Fondue & Raclette Hire
Fondue & Raclette Hire
We have both a fondue set and party raclette (for 8 people) available for hire for just $20. We can also assist with preparing the cheese for you - slicing the raclette and grating your selected combination of fondue cheese. Pop in or call us to arrange - 0448 801905. Delivery can be made on request.
Ah fondue. Let’s set aside any clichéd thoughts of this being a 70’s retro dish. This Swiss pot of molten cheese heaven is a timeless classic and is being enjoyed in ever increasing numbers, especially here in Australia as we enter ski season. But it’s not just for the chalet set, this dish can be enjoyed at home with friends and family alike. It’s fun, it’s interactive and most importantly it’s incredibly delicious.
So which cheese? This can be contentious, but the basic foundation of a really good fondue is full flavoured, well-aged cheeses, which melt more readily, giving the unctuous texture the dish demands. This is because, in the course of ripening, enzymes called peptidases break down the casein and other proteins into smaller fragments that are more soluble in the liquid (in this case wine).
The exact combination of cheeses varies. The most common version in Switzerland originates in the cantons of Vaud and Fribourg and is known as Moitie-Moitie, meaning half and half. It consists of equal quantities of Gruyere and Vacherin Fribourgeois, the latter adding lively, floral and nutty notes to the flavour and a lovely creaminess to the texture.
Here at The Artisan Cheese Room, we also like a combination of Emmental, for it’s nuttiness and supple texture, Gruyere or Beaufort for it’s floral richness and a full flavoured fruity Comte. And if we’re feeling extra decadent, some Reblochon to give a beautiful gloss and velvety texture.

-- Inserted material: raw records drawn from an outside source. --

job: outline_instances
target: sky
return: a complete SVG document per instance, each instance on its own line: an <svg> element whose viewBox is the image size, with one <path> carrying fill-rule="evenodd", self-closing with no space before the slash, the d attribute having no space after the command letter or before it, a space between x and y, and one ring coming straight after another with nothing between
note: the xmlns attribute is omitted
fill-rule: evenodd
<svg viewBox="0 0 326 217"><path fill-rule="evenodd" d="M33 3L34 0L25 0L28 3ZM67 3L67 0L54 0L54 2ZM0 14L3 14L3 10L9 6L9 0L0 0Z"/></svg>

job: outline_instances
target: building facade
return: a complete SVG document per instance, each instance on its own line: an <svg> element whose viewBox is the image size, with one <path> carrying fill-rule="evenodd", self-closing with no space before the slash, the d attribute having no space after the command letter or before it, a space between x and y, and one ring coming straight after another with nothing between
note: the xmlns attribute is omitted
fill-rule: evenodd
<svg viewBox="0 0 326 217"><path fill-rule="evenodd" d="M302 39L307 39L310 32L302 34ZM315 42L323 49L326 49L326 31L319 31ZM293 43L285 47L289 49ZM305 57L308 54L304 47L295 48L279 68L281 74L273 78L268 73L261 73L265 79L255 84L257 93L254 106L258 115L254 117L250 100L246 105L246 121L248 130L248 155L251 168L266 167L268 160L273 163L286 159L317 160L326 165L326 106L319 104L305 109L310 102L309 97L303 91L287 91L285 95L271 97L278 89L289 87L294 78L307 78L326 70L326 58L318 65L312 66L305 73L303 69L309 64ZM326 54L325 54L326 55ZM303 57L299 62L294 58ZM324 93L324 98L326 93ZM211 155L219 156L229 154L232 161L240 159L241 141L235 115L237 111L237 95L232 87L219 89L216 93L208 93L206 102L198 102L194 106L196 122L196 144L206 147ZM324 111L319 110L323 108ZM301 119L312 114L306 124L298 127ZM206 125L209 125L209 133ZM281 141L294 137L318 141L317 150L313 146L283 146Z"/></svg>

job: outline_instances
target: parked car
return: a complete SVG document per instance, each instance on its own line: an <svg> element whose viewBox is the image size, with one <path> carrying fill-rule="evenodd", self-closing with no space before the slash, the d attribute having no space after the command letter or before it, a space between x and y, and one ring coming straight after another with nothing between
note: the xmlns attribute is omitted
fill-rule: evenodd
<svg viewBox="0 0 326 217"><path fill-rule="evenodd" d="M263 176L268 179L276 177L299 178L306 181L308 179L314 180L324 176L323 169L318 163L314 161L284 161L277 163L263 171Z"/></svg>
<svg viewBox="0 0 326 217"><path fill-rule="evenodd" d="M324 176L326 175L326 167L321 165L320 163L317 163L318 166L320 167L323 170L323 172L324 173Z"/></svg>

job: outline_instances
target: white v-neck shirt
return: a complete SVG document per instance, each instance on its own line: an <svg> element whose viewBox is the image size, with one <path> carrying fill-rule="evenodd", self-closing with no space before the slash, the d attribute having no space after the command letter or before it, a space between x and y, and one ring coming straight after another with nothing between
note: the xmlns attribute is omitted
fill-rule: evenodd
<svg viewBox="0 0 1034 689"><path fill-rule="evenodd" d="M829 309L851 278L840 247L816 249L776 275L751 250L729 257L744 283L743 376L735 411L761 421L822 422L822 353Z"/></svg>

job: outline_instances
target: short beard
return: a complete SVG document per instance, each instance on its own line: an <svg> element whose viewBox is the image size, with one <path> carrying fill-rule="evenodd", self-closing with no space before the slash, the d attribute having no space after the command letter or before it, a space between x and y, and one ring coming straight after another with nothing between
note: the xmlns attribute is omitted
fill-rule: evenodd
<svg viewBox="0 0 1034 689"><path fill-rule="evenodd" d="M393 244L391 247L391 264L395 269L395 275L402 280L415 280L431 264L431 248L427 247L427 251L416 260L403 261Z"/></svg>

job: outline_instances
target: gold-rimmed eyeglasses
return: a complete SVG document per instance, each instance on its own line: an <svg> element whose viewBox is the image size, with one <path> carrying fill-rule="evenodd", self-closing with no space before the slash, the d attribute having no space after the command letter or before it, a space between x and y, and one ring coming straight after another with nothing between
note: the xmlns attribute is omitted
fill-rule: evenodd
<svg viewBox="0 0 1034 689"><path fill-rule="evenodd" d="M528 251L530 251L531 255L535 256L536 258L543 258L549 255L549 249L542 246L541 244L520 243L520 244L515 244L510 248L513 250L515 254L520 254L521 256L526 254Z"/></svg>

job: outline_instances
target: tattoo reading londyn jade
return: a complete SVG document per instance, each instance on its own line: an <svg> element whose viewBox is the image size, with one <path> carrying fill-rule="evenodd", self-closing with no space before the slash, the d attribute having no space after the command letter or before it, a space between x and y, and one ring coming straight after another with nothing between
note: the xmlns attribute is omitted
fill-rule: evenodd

The other essential ingredient of course is white wine. Ideally a high-acid, fruity Alpine white, which is high in tartaric and citric acids. These acids help to stabilise the emulsion, preventing it from splitting. If your wine is not very acidic, you can add a squeeze of lemon, but go easy as you don’t want a lemony tasting fondue. You can also limit the risk of splitting by adding a teaspoon of cornflour. Not essential if you are careful, but a safe bet for achieving the perfect consistency.
Garlic. This is also essential, to give that background warmth. A clove rubbed and slightly crushed around the pot before cooking adds just enough.
Kirsch. This is optional. It does enhance the nutty sweetness of the cheeses, but if you don’t like it, or don’t want to buy a whole bottle for just a couple of teaspoons, then leave it out.
Nutmeg. This again adds to the nuttiness and is wonderfully aromatic, but use sparingly or you risk a medicinal-tasting fondue.
The Recipe - Serves 4
- 1 clove of garlic
- 375ml dry white wine
- 600g - 800g combination of good quality hard cheeses (Gruyere, Vacherin Fribourgeois, Beaufort, Comte, Emmental, Appenzeller), grated
- ¼ Reblochon (about 150g), or similar, rind removed and cubed (optional)
- 1 tbsp Kirsch, optional
- Nutmeg to grate
- Rub the garlic around a heavy-based pan (or directly onto the fondue pot if you are lucky enough to have a cast iron one), crushing it gently to release the lovely oils.
- Pour in the wine and bring to a simmer.
- Add the grated cheese, a handful at a time, stirring or whisking (a silicone whisk works well) vigorously until it is fully melted before adding more.
- Add the Reblochon, if using. You should end up with a consistency that perfectly coats the back of a spoon and is glossy.
- Transfer the mixture to your fondue, if appropriate, and place over the lit burner.
- Stir in Kirsch, if using.
- Grate over the nutmeg.
- Serve with chunks of bread, cured meats and pickled vegetables.